Figure 1.

Conservation of the DNA Pol λ gene in plant genomes. A, Genomic hybridization analysis of the Pol λ gene using genomic DNA samples from Arabidopsis (left panel) and various other plant species (right panel). DNA size markers (in kb) are indicated on the left. B, The accumulation pattern of the AtPolλ transcript in different tissues of Arabidopsis was analyzed by RNA gel blotting using 20 μg of total RNA (top panel). Ethidium bromide-stained ribosomal RNA (rRNA) is shown as a loading control (middle panel). Quantification of the data by densitometry (Bio-Rad Image Densitometer G700) is shown in the bottom panel. Data points represent mean values from three independent trials.
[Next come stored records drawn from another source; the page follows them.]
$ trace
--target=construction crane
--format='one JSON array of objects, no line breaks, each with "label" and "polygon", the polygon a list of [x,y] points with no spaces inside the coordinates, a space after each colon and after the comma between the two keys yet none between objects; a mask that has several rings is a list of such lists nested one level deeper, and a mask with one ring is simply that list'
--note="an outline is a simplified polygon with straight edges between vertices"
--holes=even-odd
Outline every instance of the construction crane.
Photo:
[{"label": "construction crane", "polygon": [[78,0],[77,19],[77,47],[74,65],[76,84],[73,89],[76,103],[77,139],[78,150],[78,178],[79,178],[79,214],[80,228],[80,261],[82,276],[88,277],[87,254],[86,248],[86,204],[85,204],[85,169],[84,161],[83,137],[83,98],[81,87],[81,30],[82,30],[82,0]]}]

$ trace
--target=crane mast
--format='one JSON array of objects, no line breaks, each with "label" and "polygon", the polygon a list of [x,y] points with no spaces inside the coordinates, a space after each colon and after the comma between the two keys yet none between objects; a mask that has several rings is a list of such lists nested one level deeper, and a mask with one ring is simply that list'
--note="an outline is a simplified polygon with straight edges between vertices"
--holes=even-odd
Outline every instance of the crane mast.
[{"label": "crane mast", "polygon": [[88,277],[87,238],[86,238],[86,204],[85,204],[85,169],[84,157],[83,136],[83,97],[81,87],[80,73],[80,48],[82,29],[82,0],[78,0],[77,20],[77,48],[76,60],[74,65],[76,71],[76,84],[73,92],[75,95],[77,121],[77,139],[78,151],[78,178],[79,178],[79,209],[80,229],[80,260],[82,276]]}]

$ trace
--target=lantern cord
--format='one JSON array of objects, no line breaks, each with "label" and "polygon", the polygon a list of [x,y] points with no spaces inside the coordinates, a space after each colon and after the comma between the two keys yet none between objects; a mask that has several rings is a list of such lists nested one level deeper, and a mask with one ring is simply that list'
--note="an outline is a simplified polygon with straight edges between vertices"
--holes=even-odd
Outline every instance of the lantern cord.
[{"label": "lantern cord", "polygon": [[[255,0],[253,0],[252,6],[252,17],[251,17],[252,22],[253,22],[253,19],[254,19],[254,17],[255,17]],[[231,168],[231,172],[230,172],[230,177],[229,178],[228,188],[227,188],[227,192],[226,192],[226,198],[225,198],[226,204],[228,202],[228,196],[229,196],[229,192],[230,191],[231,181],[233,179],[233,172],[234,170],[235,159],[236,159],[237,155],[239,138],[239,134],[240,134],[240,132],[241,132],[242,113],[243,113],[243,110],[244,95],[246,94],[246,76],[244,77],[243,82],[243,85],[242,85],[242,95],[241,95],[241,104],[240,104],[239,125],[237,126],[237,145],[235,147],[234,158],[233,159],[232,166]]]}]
C, Measurement of GUS activity in various tissues of transgenic Arabidopsis plants carrying the AtPolλ promoter-GUS transgene. Bars represent mean values from three independent observations. D, DNA damage regulated the expression of AtPolλ. RNA gel-blot analysis shows total RNA (20 μg) from 7-d-old wild-type Arabidopsis seedlings exposed to high salinity (200 mm NaCl) and various other genotoxic agents (80 µL L⁻¹ MMS, 5 μg mL⁻¹ MMC, and 20 mm H₂O₂; top panel). Ethidium bromide-stained rRNA is shown as a loading control (middle panel). Quantification of the data is shown in the bottom panel. Data points represent mean values from three independent trials. E and F, RNA gel-blot analysis using total RNA (20 μg) from 7-d-old wild-type Arabidopsis seedlings exposed to increasing concentrations of NaCl (E) or MMC (F) for 8 h (top panels). Ethidium bromide-stained rRNA is shown as a loading control in each case (middle panels). Quantification of the data is shown in the bottom panels. Data points represent mean values from three independent trials. Representative gel images from at least three independent trials are shown for A, B, D, E, and F. A 1.59-kb AtPolλ cDNA fragment was used as a probe in DNA and RNA gel blotting.